Ideen gesucht: Bist du dabei? Zu überlegen, wie wir da noch besser werden können? Noch heldenhafter? Sich auszutauschen welche tollen Ideen und Aktionen es schon gibt? Über eure eigenen Erfahrungen zu hören: was hat euch geholfen ein »guter Mensch« zu werden, in den Angeboten, die ihr früher besucht habt? Was ist generell eure Vision von einer durch und durch menschenfreundlichen Gesellschaft und eurer Gruppe darin?

Ich freue mich auf regen Austausch und viel Praxis dazu!

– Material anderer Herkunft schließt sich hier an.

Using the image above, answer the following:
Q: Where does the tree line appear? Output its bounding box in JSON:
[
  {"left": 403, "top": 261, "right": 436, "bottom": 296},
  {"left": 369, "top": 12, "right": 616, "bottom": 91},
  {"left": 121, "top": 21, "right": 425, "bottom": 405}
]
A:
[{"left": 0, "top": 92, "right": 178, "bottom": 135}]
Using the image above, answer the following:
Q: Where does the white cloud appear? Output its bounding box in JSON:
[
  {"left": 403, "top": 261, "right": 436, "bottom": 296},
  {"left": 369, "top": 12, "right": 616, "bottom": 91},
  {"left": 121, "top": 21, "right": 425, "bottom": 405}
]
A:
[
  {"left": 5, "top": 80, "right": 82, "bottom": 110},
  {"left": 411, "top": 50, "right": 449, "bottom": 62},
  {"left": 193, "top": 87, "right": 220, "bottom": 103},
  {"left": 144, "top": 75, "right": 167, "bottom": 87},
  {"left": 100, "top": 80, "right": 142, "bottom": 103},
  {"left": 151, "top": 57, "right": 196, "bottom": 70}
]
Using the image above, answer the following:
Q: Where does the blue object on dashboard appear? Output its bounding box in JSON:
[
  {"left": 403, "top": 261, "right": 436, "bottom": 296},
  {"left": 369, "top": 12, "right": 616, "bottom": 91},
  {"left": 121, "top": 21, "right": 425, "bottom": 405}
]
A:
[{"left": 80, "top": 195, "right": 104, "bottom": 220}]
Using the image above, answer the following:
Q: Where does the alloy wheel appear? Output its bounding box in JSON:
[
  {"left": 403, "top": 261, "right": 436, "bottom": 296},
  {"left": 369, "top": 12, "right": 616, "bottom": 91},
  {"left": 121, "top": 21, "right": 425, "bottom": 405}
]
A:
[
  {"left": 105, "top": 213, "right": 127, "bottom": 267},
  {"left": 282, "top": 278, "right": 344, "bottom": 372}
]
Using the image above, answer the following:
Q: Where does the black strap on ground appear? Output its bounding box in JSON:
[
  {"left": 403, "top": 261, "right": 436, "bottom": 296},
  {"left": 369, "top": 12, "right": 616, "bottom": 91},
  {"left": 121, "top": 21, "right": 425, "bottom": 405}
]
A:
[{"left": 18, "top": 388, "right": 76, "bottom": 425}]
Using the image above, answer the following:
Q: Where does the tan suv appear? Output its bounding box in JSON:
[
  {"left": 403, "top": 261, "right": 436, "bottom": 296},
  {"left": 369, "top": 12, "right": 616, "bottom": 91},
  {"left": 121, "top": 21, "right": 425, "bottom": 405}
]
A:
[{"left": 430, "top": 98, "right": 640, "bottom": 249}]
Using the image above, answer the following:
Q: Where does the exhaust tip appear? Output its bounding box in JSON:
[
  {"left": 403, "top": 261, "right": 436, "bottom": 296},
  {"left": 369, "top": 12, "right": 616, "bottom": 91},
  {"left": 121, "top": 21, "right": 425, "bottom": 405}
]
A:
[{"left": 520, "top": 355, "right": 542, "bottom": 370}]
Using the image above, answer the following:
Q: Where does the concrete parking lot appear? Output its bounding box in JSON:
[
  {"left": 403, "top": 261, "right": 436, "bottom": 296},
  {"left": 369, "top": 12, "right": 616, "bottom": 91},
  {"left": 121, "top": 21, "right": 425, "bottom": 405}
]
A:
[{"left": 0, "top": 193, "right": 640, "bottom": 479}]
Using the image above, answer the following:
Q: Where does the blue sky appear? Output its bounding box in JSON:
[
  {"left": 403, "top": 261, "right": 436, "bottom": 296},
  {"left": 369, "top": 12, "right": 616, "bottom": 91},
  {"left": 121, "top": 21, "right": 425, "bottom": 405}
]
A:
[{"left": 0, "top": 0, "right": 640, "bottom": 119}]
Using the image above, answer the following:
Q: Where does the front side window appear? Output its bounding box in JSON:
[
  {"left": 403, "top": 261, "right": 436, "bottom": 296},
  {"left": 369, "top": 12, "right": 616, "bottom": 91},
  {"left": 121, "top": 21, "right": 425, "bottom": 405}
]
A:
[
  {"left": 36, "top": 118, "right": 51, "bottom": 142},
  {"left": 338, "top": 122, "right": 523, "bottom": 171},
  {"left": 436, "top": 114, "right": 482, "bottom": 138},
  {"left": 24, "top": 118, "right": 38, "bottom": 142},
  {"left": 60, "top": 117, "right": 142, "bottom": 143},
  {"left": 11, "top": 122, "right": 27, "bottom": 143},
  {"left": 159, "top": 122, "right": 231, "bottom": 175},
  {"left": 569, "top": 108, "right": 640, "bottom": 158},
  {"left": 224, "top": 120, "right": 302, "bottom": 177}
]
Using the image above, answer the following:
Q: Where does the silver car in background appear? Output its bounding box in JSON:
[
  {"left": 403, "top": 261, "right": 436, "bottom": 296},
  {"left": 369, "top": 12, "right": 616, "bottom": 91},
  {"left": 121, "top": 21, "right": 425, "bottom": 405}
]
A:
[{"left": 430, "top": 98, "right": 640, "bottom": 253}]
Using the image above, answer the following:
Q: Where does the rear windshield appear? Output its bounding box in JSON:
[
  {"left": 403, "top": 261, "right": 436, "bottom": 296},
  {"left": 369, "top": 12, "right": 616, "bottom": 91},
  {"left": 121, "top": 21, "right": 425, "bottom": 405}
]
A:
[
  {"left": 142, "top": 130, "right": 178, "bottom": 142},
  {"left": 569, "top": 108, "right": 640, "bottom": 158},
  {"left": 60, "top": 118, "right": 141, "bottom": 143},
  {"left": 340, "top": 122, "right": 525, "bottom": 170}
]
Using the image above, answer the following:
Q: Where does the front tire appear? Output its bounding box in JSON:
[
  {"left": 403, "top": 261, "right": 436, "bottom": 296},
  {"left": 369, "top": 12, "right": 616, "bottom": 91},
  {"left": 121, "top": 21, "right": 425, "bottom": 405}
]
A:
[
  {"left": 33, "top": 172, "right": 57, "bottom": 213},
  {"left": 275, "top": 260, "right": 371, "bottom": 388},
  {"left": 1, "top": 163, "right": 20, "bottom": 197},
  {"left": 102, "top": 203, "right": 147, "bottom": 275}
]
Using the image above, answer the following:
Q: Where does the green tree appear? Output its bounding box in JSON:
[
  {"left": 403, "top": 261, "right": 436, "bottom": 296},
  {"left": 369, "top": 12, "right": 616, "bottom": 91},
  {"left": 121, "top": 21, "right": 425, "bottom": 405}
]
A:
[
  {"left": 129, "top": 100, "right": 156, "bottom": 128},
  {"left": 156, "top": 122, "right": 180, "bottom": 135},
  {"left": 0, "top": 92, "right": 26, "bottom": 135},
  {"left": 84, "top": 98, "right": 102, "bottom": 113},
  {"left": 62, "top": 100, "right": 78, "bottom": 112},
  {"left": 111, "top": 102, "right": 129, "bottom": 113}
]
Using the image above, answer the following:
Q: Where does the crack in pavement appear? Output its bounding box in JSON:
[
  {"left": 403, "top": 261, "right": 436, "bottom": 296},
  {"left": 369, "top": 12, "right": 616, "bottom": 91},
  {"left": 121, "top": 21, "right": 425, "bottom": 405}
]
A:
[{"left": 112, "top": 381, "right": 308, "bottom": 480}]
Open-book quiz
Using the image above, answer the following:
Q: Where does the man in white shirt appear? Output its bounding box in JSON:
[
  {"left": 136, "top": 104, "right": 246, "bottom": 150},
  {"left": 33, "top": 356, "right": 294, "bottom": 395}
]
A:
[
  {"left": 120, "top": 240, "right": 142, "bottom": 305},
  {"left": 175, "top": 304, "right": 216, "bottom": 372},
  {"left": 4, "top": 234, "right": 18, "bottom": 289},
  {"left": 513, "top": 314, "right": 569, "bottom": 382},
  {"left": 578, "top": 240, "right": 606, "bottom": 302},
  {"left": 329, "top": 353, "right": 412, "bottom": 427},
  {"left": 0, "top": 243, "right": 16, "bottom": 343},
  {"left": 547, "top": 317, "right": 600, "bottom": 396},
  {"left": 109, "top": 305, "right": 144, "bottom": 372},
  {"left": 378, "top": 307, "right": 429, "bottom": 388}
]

»Wenn Aufregung helfen würde, würde ich mich aufregen.« hat Angela Merkel vor Kurzem gesagt. Recht hat sie. Eigentlich. Aber manchmal kann ich nicht anders – heute hat’s sogar gutgetan 🙂

Dein Heiko

PS: Ich weiß, das Obige ist teilweise polemisch, etwas übertrieben oder einseitig … und du darfst das natürlich auch alles ganz anders sehen. Wenn dem so ist, freue ich mich auf eine Diskussion mit dir!